The other tip I want to share is the addition on the Factories objects of autoGet() methods.

Let's say you need, for your test, to make as if a customer existed in the database. The usual thing to do is to use the test factory to create a new Customer object and use mocks to have it returned when someone calls getCustomer(id). But you may actually not really care about which customer it really is. So why not go one step further with an autoGet() method?

Calling autoGet() on the factory will just set-up the mock object representing the CustomerInterface on the Server so that every time a customer is requested with an id, you simply create one on the fly and return it! (see here to see how to do it with Mockito).

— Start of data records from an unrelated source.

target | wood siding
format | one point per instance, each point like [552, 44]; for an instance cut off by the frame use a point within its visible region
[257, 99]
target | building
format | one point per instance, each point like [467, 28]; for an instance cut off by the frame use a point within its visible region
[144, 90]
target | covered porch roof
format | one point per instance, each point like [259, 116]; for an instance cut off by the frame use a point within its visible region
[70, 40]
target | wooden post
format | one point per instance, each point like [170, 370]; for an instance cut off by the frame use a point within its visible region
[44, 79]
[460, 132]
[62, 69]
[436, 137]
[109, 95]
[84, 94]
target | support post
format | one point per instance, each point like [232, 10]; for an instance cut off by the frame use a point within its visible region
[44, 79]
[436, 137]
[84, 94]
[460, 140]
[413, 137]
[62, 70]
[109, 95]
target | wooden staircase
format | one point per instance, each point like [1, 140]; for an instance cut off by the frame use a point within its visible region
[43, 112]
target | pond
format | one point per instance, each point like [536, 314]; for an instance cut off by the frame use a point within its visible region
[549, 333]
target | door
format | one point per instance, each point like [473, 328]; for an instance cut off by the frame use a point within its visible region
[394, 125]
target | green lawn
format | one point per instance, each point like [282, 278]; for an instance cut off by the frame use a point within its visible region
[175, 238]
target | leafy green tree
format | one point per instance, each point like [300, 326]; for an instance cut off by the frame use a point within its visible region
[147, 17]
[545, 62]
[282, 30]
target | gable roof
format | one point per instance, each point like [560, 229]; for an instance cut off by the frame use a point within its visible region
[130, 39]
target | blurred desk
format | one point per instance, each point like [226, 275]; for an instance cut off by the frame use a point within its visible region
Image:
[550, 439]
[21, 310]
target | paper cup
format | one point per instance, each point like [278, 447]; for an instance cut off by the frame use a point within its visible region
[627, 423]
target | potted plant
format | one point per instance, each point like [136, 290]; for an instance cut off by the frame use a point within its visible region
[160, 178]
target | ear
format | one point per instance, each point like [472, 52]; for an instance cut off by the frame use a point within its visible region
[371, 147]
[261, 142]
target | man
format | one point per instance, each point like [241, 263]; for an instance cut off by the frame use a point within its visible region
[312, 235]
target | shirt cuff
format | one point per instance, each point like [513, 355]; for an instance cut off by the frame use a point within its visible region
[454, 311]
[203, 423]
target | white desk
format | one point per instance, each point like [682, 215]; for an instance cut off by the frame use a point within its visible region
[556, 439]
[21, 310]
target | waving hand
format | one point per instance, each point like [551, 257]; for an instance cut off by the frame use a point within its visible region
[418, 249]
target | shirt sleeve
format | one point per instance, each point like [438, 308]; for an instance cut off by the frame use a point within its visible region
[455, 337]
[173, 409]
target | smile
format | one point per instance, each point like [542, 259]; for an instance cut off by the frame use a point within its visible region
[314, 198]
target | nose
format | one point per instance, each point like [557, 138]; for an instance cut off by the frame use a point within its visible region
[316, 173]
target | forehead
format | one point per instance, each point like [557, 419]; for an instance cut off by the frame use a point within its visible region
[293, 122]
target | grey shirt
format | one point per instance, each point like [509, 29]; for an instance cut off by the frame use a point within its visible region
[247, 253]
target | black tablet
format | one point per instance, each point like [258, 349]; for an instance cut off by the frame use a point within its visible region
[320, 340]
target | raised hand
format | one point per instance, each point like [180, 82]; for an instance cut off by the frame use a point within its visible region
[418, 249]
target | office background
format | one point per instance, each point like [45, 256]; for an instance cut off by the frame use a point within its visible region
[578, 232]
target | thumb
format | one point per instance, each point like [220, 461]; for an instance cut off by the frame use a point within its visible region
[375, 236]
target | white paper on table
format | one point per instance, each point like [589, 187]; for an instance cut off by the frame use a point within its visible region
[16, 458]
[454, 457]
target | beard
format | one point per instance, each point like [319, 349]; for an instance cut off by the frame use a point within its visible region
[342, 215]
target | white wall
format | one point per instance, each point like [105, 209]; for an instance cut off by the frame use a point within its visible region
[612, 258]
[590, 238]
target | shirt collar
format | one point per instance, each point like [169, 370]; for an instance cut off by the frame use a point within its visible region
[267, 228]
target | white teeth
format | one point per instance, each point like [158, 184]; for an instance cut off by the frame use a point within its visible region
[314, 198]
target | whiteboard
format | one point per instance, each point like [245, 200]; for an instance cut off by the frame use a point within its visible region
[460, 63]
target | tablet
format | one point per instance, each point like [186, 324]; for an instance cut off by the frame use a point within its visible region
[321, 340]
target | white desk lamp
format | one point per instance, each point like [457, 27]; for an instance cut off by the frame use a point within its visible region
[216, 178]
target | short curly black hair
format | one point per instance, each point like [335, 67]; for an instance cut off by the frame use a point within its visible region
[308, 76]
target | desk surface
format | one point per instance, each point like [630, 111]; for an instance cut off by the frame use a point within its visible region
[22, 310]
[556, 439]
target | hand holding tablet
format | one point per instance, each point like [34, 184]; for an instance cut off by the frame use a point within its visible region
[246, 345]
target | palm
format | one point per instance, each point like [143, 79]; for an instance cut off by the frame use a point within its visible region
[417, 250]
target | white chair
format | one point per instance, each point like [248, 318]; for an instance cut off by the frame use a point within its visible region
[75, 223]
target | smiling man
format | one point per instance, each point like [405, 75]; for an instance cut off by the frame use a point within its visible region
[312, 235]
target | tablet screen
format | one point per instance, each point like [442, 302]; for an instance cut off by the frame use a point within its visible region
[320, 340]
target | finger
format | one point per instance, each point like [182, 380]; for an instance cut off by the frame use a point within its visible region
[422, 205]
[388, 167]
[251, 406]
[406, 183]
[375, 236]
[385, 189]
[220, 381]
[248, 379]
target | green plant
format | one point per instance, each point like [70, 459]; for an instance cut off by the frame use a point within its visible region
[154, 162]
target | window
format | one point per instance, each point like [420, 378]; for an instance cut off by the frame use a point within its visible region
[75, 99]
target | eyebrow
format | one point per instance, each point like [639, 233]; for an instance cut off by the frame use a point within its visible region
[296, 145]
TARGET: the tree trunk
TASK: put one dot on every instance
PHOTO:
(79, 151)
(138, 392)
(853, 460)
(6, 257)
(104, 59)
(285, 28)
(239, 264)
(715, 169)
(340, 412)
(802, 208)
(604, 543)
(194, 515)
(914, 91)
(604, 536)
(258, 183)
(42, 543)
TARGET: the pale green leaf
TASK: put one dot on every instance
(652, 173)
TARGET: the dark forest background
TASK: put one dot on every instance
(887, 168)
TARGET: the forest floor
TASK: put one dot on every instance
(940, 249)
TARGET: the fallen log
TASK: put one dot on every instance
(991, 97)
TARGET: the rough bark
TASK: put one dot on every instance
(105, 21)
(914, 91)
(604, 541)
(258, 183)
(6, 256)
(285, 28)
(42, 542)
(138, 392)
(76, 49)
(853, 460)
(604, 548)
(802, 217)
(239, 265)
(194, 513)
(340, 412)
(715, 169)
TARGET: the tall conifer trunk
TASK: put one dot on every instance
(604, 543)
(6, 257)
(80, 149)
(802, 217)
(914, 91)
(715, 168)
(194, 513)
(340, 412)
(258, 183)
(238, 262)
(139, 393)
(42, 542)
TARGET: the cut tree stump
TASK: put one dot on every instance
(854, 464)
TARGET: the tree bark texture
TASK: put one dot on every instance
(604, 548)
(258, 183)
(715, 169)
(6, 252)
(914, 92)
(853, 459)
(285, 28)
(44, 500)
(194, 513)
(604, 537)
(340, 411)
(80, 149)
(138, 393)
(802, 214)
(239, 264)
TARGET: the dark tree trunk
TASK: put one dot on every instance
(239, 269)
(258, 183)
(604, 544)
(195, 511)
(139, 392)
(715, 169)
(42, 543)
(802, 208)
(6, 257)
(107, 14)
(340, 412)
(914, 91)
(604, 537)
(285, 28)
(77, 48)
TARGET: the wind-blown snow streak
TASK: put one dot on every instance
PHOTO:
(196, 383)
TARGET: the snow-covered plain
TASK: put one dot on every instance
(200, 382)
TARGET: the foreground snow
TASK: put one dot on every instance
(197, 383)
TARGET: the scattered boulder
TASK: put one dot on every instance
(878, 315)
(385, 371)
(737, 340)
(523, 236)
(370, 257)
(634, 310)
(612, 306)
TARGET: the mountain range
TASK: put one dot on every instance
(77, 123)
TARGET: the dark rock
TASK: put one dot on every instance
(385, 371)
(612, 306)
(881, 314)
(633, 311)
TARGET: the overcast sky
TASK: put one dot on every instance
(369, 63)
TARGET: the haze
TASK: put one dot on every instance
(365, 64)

I think the take-away points from this post are:
  • Test components are worth investing in
  • But then they have to be highly reusable
  • Guice is a great tool to manage dependencies
  • Dependencies are better off with some operations to combine them
And the last, last, important thing about having TestComponents and dependencies carefully outlined is that it forces you to think about your design. If you find yourself having too many components and objects to inject for a given test, it may very well be sign of a potent code smell.


insitu said...

Your posts are as rare as they are interesting. Thanks for this one, raises a lot of ideas... One of them stem from my musings with Haskell: TestComponents are a form of Monad, the monad of environmnets for test.


Eric said...

Thanks for the comment. I'd be very interested if you can post a follow-up to show how TestComponents can be a form of Monad (what's the effect of the bind operation?)! As far as I'm concerned I may add a small post showing how it is very easy (and helpful) to plug Fitnesse on top of this.

insitu said...

Thanks for the challenge ;-)
I shall give it a try hopefully this week. And I am much interested in your fitnesse stuff too!

BTW, will you be in Scala Days 2010 ?

Eric said...

Unfortunately, I'm based in Sydney and the ScalaDays are going to be a bit to far for my budget :-(.

I'll post the Fitnesse stuff as soon as I have a bit more time to think about it again. I'm not very satisfied with what I've done so far. It works but I've used statics where Singleton injection should do the trick. Hopefully that'll be clearer with one or 2 examples,...

Unknown said...

Quick comment about the mockAndBind function. I've found that mocking a class also requiring DI causes those dependencies to be required in the module. I've find the simplest solution is to declare the mocked class via a Provider instead, e.g. mockAndBind becomes:

protected <T> void mockAndBind(final Class<T> mockClass) {
  bind(mockClass).toProvider(new Provider<T>() {
    public T get() {
      return mock(mockClass);

Eric said...

Very Interesting, I didn't realize that. Thanks for the comment Damien, I'll update my own code accordingly!

Eric said...

Damien, we had the issue you mentioned today at work (I was waiting for that to change my code,...). Your fix worked perfectly. Thanks a lot!